In North America XTZ offers a 45 day in-home trial of their products. You're IP address suggests you live in Belgium, so I'm not sure what their policy is where you live, but if it's similar perhaps you should try auditioning them and see how they perform. In the end the only thing that matters is if you like how they sound, and there's only one way to do that; hear them for yourself. It might be something to consider at least.


----------



## superpoppa (May 2, 2018)

theJman said:


> In North America XTZ offers a 45 day in-home trial of their products.


I'm very interested in purchasing the M8 or M6 series but I am having trouble tracking down someone to speak to at XTZ in North America to discuss details like buy and try or warranty.
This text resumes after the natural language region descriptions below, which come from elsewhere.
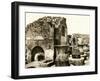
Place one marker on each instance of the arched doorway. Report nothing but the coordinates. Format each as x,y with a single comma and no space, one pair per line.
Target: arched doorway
37,50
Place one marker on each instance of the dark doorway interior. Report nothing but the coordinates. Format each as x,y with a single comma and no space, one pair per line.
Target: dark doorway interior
36,50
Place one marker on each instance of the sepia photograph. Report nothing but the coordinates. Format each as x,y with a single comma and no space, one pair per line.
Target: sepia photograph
51,40
56,40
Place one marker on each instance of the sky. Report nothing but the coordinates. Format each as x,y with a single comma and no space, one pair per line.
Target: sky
75,23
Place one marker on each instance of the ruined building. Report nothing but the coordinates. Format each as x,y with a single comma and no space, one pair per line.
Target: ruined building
46,35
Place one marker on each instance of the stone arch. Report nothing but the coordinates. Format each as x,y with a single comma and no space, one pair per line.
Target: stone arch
36,50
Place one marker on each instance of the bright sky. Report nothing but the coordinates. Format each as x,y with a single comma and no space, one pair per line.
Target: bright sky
75,23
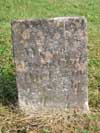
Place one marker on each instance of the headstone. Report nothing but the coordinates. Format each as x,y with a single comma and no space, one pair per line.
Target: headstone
51,63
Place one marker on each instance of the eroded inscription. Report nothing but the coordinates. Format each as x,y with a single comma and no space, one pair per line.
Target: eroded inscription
51,62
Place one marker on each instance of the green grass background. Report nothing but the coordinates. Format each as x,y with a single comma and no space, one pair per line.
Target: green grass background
24,9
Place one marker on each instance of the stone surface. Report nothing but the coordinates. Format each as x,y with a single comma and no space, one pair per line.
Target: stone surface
51,63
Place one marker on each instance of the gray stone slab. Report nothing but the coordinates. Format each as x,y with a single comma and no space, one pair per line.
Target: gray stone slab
51,63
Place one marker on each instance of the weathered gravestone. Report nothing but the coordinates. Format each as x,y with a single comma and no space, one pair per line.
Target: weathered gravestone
51,63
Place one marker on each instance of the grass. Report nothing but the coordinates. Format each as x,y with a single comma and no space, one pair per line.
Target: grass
22,9
47,121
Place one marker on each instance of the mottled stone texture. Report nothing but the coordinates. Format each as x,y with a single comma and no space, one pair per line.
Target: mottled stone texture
51,63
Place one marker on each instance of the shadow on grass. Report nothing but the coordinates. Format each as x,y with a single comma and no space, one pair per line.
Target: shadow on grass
8,91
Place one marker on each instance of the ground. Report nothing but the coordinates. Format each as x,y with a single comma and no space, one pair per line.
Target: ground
19,9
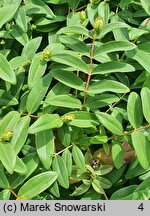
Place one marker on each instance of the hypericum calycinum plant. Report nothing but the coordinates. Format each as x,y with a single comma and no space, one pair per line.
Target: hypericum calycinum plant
74,99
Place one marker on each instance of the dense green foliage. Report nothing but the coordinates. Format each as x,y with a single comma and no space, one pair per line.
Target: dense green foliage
74,99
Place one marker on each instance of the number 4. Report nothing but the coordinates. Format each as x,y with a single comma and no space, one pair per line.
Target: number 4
141,207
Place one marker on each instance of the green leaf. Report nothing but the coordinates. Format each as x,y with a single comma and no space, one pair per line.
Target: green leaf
20,134
59,166
9,121
5,194
73,4
31,162
68,78
141,146
145,96
102,100
71,59
83,188
71,30
37,93
31,47
6,71
113,46
7,157
18,61
144,186
124,193
107,85
36,70
7,99
8,11
19,35
38,7
134,110
117,154
145,5
78,157
68,101
57,1
45,122
36,185
3,180
110,122
67,157
113,67
45,147
141,57
135,169
20,167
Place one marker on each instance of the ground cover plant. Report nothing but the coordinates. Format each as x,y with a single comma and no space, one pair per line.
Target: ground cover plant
74,99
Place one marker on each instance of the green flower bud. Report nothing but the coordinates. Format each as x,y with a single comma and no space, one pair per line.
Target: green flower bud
47,54
67,117
98,24
33,26
82,16
94,1
6,136
2,42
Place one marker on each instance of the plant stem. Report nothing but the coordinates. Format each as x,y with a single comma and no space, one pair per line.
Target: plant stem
80,8
145,25
89,75
32,116
55,154
105,196
129,132
13,192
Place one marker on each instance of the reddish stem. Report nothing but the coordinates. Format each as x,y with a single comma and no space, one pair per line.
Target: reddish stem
32,116
89,76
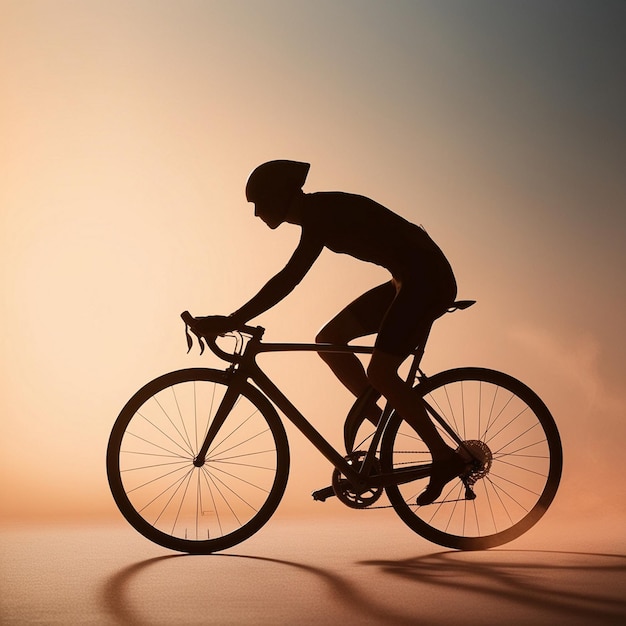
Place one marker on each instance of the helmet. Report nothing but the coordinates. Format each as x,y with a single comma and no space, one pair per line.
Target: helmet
276,180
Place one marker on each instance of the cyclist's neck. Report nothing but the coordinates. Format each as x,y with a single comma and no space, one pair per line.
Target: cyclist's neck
294,212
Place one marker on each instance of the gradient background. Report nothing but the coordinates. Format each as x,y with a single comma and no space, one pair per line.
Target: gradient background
127,133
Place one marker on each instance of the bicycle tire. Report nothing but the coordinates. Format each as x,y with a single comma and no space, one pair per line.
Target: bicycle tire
520,441
153,479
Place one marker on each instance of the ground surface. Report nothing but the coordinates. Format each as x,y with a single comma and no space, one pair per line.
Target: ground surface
364,569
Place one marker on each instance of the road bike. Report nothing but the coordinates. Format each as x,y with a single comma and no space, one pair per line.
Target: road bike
198,459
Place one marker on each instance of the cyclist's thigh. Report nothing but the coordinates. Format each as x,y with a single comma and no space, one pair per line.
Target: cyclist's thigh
408,320
362,316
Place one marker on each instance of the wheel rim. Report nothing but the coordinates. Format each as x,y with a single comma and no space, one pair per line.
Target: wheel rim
170,499
509,428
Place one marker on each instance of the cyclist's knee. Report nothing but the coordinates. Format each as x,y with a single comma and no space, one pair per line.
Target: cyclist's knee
382,373
338,331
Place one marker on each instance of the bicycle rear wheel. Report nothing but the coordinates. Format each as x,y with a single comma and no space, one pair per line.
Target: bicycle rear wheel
512,432
155,483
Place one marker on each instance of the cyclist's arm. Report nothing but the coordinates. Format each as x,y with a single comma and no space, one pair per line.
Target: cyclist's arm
283,283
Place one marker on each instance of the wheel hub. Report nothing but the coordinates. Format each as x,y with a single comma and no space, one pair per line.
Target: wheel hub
482,459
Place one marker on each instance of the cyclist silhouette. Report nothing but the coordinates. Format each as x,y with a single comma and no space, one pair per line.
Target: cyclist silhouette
401,311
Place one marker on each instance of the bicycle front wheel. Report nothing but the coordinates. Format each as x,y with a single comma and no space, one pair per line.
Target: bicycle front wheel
509,429
151,471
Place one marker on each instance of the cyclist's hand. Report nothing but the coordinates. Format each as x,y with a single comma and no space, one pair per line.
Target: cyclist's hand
209,326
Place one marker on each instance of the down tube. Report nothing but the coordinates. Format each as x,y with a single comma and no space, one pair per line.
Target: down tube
303,425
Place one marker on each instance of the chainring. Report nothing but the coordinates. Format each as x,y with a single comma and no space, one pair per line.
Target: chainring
346,492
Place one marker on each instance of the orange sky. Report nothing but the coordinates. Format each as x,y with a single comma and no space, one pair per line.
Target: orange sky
129,129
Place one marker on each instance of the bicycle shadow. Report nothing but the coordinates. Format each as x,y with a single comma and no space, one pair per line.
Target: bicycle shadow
504,577
115,600
561,585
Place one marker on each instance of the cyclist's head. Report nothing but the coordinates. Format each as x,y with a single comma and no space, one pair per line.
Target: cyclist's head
272,186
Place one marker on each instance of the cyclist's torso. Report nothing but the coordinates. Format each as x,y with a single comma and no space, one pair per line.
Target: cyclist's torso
355,225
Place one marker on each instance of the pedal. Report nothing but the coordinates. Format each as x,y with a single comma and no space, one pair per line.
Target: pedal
322,494
469,492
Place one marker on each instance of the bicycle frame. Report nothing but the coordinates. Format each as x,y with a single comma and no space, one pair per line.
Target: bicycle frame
244,368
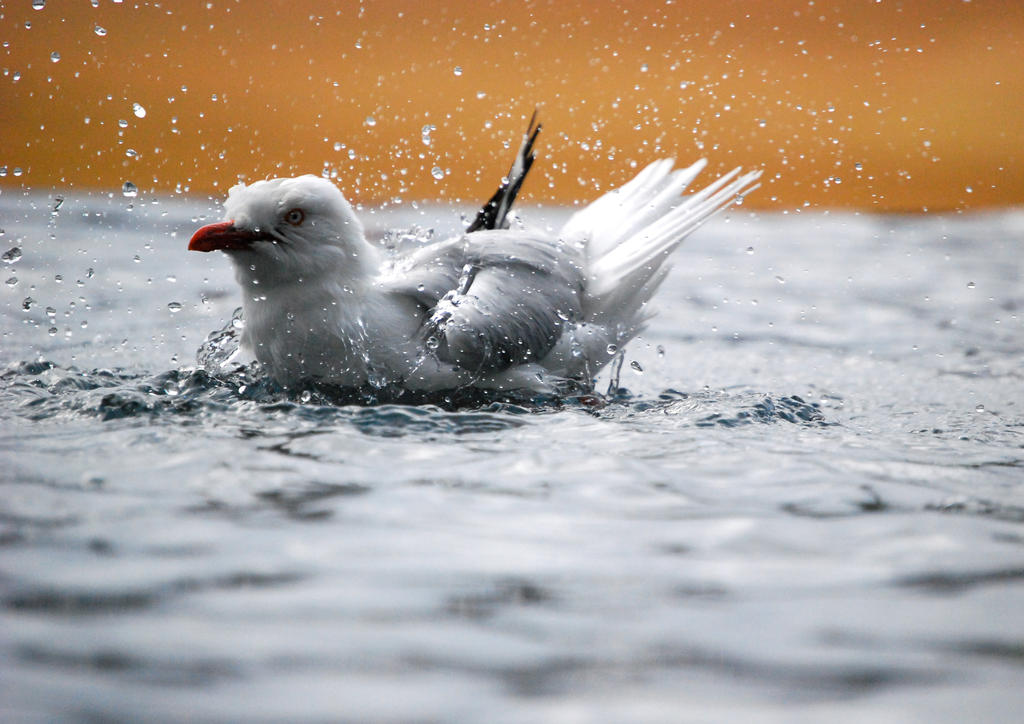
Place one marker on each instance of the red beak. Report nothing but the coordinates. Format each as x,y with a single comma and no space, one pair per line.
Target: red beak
221,236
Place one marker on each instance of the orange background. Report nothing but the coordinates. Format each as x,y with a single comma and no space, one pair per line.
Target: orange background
878,105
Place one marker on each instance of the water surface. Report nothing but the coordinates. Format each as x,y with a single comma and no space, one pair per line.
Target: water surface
805,501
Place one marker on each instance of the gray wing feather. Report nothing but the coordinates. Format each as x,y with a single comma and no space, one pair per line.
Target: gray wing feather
495,299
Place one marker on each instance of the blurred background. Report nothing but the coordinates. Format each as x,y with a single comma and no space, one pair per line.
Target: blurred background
863,104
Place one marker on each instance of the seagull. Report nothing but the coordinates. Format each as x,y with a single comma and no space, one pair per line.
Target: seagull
495,307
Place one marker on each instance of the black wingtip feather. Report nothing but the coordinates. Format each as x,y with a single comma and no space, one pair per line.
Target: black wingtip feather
495,212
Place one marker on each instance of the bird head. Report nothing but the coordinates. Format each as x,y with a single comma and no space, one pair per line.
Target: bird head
284,229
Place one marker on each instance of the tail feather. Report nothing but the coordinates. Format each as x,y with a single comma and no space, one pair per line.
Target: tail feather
631,232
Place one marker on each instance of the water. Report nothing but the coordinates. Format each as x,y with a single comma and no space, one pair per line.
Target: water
807,504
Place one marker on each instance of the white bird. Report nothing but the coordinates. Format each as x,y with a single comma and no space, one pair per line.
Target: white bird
494,307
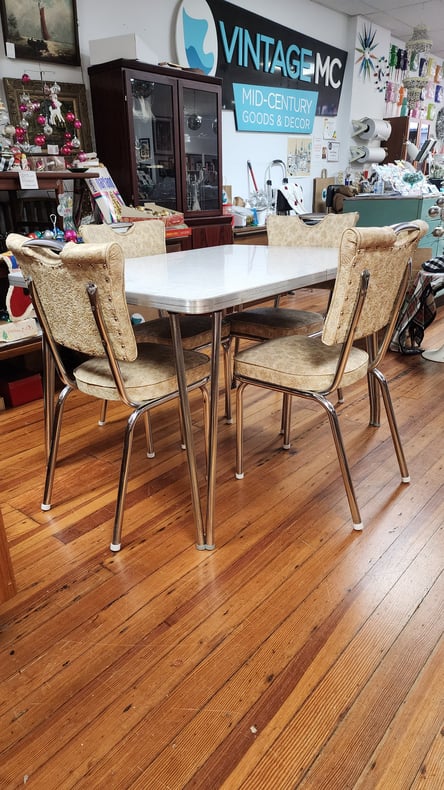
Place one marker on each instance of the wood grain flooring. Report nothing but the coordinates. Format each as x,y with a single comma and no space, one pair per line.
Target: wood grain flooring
298,654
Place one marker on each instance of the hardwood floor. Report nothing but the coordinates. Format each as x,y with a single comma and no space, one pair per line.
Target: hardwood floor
298,654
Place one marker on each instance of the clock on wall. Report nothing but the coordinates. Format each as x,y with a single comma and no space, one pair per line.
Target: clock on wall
439,127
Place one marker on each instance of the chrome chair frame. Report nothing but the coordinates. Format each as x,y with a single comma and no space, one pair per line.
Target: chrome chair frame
376,349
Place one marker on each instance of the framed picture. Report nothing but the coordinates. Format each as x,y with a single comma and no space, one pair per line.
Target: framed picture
71,97
43,31
163,136
144,148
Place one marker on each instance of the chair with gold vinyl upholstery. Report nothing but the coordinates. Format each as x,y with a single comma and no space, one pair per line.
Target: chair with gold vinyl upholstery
372,276
79,298
148,238
266,323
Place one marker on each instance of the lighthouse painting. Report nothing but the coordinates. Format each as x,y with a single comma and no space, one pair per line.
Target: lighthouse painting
44,30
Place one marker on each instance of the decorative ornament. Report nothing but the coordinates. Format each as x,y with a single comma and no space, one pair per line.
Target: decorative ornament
366,59
420,42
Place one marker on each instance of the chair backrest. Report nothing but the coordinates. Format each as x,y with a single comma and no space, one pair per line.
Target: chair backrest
386,254
146,237
60,283
294,232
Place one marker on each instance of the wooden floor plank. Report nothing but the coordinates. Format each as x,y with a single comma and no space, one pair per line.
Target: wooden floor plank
297,654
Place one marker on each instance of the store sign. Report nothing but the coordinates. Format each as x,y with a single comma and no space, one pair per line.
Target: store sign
262,65
260,109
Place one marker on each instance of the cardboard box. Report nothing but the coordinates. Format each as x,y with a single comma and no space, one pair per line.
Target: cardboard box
22,391
129,46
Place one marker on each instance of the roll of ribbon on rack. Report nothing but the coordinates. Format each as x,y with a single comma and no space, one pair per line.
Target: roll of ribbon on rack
250,170
372,129
364,153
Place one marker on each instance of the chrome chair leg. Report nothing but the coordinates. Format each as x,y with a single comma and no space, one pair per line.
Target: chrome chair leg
342,458
373,390
103,412
240,430
149,435
228,377
405,477
286,420
123,479
54,446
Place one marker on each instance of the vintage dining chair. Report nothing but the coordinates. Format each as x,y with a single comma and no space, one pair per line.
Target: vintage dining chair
266,323
373,272
196,331
79,298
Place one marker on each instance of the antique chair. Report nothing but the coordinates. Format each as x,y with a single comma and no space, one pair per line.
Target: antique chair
79,298
148,238
370,284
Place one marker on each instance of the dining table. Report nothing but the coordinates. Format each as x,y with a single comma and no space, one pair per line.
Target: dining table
215,280
206,281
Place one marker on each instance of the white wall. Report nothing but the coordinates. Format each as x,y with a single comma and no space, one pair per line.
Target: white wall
154,24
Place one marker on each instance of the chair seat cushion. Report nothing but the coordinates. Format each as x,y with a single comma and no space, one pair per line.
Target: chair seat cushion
152,375
300,363
265,323
196,331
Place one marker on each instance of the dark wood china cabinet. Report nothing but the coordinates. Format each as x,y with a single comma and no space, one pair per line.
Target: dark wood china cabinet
157,130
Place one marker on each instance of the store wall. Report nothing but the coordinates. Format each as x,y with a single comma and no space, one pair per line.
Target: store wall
154,24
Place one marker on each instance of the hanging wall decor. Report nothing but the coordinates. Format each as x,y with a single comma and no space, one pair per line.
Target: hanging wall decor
43,30
57,113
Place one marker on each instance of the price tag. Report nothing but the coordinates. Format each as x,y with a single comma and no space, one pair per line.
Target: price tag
28,179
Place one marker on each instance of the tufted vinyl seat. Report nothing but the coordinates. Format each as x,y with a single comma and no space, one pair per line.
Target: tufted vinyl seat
148,238
79,298
266,323
370,285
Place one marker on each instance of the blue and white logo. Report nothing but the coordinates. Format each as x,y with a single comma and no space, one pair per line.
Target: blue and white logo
196,36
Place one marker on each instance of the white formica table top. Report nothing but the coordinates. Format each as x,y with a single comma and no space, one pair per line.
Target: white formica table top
215,278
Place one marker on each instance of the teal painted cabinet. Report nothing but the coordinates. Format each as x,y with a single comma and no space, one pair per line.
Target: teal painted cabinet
378,210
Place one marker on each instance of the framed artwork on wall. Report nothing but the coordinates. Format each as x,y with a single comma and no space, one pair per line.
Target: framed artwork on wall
43,30
72,98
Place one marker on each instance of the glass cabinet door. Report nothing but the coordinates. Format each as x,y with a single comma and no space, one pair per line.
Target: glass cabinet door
202,190
152,108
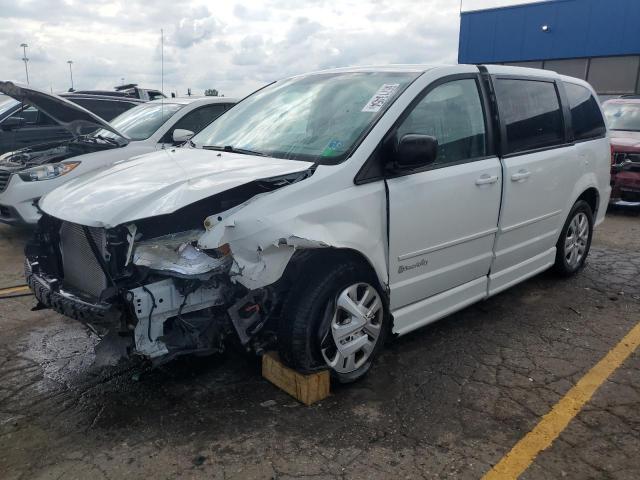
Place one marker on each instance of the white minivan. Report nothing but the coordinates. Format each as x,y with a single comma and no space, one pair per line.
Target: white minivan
329,210
29,173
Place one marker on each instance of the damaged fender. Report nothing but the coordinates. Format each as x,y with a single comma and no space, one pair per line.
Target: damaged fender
265,232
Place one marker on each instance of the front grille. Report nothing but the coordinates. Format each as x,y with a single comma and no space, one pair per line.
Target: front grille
81,268
4,179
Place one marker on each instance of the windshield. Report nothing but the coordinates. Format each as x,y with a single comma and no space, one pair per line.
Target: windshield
623,116
317,117
6,105
142,121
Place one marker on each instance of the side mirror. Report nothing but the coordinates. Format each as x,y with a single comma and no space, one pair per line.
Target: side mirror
414,150
12,122
180,135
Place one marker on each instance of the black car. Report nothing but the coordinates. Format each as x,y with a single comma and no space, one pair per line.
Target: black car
23,125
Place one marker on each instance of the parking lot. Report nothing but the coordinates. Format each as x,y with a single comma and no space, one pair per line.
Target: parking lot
447,401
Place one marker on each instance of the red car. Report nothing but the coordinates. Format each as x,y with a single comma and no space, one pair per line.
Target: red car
623,116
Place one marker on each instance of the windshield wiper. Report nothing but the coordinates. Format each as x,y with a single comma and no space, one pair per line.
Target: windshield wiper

Any advice on how to go forward?


----------



## theJman (Mar 3, 2012)

Their US website has always been a bit of a joke - something I spoke to them about on many an occasion, and one of those people was even the President of the company in Sweden - but to no avail it seems. I just poked around xtzsound.us, the website you would be using as it seems you're from Canada, and the Contact Us page, webforms and support email are all for the European region instead.

I sent you a PM with the name and email address for my US contacts. I haven't communicated with either of them in several years, but hopefully one or both are still with the organization.


----------



## superpoppa (May 2, 2018)

theJman said:


> I sent you a PM with the name and email address for my US contacts. I haven't communicated with either of them in several years, but hopefully one or both are still with the organization.


Thank you for the PM. Unfortunately I get a mail delivery failure for both of them which I'm assuming means they are gone. Also using the contact us page on the website leads to a 404 webpage error.

This is disappointing because everything I read from users is they are fantastic performers. But if there is no customer support it leaves me feeling very uncomfortable. I just had some basic questions about warranty and shipping. If I own these and have an issue and can't get a hold of a single human being that's a real problem.


----------